À la fin de l’été 2014, en l’église Saint-Genès des Carmes de Clermont-Ferrand, l’ensemble champenois a enregistré un nouveau disque-référence, incontournable, mêlant des extraits des deux Passions de Bach à un texte commandé au poète Jean-Pierre Siméon, lu ici par la comédienne Clotilde Mollet, Et ils me cloueront sur le bois (ce poème dramatique est paru aux Solitaires Intempestifs en 2013, année de création du projet lyrique offert ensuite sur les scènes pendant près de deux ans).
« Il va mourir il va mourir bientôt il le dit comment est-ce possible comment ? » Ouverte en incipit par cette brève annonce d’une mort imminente et acceptée, l’œuvre semble surtout empreinte de sérénité, de sagesse et d’amour, lancée à la recherche d’une poésie élémentaire au cœur du drame biblique si profond, ici habilement dépouillé. En alternance avec la lecture de plus en plus démonstrative, sobre mais forte, toute à voix nue, la musique entraîne d’abord dans un tourbillon choral sensuel, aux violons agités sur une basse continue glacée, de par l’angoissant Herr, unser Herrscher (début de la Passion selon Saint Jean, où il correspond à l’arrestation). Le récit se poursuit dans un admirable souci de beauté grave, notamment dans le chant, délicat, paisible et comme hanté, du contre-ténor Paulin Bündgen pour Du lieber Heiland du Buss und Reu (évoquant, dans la première partie de la Passion selon Saint Mathieu, les larmes de Marie versées tel un parfum sur « Jésus fidèle »).
Au second disque, les émotions surnaturelles prennent le pas sur la destinée humaine, ainsi le déchirant message de pitié Erbarme dich (Passion selon Saint Mathieu, suivant le reniement de Pierre), petite merveille de l’orchestre et de Paulin Bündgen [lire notre chronique du 2 octobre 2013]. La musique s’anime encore un peu plus après le suicide de Judas, avec l’air Gebt mir meinen Jesum wieder (point d’exclamation de cette même Passion), offert par le baryton Benoît Arnould, au ton impératif et puissant [lire nos chroniques du 13 avril 2014 et du 28 août 2006]. Ainsi les voix se corsent pour mieux souligner l’héroïsme de Jésus, depuis les humiliations au palais de Caïphe jusqu’au trépas. Au triomphe de l’amour, le jeune soprano hongrois Emőke Baráth, souvent applaudie dans nos colonnes [lire nos chroniques du 12 janvier 2016, du 17 janvier 2014, du 9 juillet 2013 et du 16 août 2012, entre autres], atteint le sublime avec l’air Aus Liebe (à l’heure de la condamnation de Jésus par le peuple juif – Saint Mathieu), avant qu’au tombeau ne conclue en douceur le chœur final de la Passion selon Saint Jean, magnifique, rédempteur Ruht wohl, ihr heiligen Gebeine.
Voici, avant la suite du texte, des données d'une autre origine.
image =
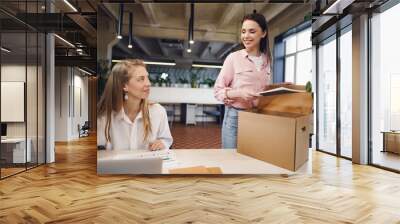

Expérimentale, cette passerelle à travers les arts et les langues l’est assurément. Le programme concocté par la cheffe Françoise Lasserre avec l’aide des mots Siméon nous entraîne dans une ambiance certes déconcertante, mais assez unique dans le genre baroque… et au delà. Avec Akadêmia, on tend vers l’accord parfait, l’amour universel.